Q: So is the Administration paying attention to this race?
A: The whole country is paying attention to this race. It’s become something far bigger than Mr. Weprin and me.
Q: What are your views on ObamaCare?
A: With all government programs you have unintended consequences. At this time, ObamaCare has cut five hundred billion dollars out of Medicare and transferred it, hurting the middle class which has paid for ObamaCare. We have seen our insurance premiums going up twenty or thirty percent. Business restrictions are affecting hiring and compounding the problem negatively. I think this is a mistake. I would also like to see changes, but not the same changes. I have a whole different perspective and a more practical approach.
Q: So how would you solve the economic problems that we’re facing?
A: Business should have more leeway and less regulation. Many of the restrictions on insurance and banking, stock and bond trading and lending will impact New York City negatively. A lot of jobs are leaving the city and going elsewhere. We have gotten the brunt of the unintended consequences of these regulations. The economy is really the number one issue today.
Q: You mentioned that Ed Koch is supporting your candidacy. Are you in touch with him?

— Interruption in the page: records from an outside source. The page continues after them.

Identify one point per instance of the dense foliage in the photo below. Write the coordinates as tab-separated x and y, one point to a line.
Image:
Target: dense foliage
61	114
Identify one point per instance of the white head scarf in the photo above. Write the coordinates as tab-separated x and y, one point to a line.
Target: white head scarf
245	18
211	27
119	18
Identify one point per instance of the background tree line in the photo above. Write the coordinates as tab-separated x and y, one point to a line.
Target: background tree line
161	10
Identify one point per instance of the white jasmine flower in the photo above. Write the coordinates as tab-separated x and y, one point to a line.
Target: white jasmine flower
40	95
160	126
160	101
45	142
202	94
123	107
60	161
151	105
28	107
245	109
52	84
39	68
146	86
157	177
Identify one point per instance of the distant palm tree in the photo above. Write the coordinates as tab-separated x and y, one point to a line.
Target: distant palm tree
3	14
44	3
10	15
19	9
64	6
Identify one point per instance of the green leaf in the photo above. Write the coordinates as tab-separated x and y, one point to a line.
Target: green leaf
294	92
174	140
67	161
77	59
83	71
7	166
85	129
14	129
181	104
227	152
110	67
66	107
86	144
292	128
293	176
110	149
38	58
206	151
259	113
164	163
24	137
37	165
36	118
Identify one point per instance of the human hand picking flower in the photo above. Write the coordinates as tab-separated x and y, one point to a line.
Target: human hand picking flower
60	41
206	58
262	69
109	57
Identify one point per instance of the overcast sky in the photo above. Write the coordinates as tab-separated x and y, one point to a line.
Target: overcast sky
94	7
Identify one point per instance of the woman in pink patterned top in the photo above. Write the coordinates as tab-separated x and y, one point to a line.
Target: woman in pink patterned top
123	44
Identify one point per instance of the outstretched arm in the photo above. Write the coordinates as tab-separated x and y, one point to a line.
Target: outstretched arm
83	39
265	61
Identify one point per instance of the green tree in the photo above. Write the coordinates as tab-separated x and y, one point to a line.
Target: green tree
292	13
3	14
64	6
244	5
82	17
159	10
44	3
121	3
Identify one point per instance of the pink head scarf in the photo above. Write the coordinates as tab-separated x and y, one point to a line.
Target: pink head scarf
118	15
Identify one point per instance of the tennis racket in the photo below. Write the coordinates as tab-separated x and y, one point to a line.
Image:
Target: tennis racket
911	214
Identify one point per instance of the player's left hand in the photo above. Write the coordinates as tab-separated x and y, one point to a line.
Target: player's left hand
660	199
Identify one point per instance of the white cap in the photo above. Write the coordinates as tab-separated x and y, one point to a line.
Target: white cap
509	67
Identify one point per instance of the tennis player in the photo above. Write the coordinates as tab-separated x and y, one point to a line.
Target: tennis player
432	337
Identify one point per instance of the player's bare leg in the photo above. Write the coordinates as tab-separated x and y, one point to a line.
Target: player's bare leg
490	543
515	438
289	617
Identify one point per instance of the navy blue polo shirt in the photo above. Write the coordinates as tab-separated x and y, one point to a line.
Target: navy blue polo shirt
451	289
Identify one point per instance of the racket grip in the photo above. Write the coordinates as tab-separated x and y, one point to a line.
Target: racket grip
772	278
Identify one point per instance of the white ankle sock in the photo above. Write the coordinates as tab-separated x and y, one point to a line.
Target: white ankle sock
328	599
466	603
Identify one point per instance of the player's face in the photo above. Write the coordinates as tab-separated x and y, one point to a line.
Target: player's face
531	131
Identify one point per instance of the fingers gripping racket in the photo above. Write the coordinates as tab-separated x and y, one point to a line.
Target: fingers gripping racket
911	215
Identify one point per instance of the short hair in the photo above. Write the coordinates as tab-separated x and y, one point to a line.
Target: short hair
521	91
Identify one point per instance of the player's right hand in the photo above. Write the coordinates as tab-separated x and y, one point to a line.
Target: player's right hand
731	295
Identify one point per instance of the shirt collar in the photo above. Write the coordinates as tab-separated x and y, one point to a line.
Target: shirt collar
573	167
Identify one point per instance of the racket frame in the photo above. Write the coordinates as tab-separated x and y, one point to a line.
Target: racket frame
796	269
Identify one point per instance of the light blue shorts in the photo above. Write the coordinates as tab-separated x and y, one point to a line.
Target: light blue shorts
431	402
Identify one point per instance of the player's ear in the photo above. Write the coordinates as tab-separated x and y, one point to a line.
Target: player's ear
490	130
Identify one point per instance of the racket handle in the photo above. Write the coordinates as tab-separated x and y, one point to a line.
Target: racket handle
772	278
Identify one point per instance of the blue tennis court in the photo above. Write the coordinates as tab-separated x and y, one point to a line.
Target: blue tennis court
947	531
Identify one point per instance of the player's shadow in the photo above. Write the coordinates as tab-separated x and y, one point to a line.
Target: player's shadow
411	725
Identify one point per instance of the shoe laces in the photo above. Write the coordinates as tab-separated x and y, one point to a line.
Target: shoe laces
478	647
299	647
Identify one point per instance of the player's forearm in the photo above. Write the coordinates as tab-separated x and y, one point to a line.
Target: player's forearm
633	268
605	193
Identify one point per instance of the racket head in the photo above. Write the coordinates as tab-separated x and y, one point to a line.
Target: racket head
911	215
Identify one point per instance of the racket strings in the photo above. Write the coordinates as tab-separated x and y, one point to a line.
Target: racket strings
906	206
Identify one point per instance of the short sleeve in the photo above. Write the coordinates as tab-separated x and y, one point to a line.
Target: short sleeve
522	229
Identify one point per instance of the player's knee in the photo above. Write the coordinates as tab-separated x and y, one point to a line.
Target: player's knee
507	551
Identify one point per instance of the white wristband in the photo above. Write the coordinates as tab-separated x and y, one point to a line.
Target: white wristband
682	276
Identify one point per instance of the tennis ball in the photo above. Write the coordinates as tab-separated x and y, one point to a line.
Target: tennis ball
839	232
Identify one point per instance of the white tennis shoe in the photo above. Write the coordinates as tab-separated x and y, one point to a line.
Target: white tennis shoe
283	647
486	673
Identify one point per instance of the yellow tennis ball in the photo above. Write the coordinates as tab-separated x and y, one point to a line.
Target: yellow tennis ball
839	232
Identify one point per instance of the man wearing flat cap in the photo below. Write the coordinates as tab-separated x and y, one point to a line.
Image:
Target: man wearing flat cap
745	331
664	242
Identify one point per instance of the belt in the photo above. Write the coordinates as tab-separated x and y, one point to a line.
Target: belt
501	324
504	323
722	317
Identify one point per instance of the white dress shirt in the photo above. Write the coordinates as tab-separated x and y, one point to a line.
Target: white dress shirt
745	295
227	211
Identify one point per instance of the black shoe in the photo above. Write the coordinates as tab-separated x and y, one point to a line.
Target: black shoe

A: Oh yes, I speak to him every day. He’s been to fundraisers and rallies and he’s been extremely helpful. He’s 87 years old, but he’s still politically active.
Q: Who else is supporting your candidacy?
A: Rudy Guillliani, Peter King, and Michael Grimm, to name a few. Both Congressmen King and Grimm have been very helpful in a number of ways.
Q: How are the people in the district responding to your candidacy?
A: People are very receptive and engaged and are ready to talk. I should point out that the experts expect there to be a low turnout, maybe twenty percent. That’s the history of special elections. But that also means that every vote is important and each vote really matters.
Q: With all this going on, how do you sleep at night?
A: Interestingly enough, I sleep like a baby. I’m working really hard, it’s true. But when you have the feeling that you’re doing the right thing, then you can sleep at night.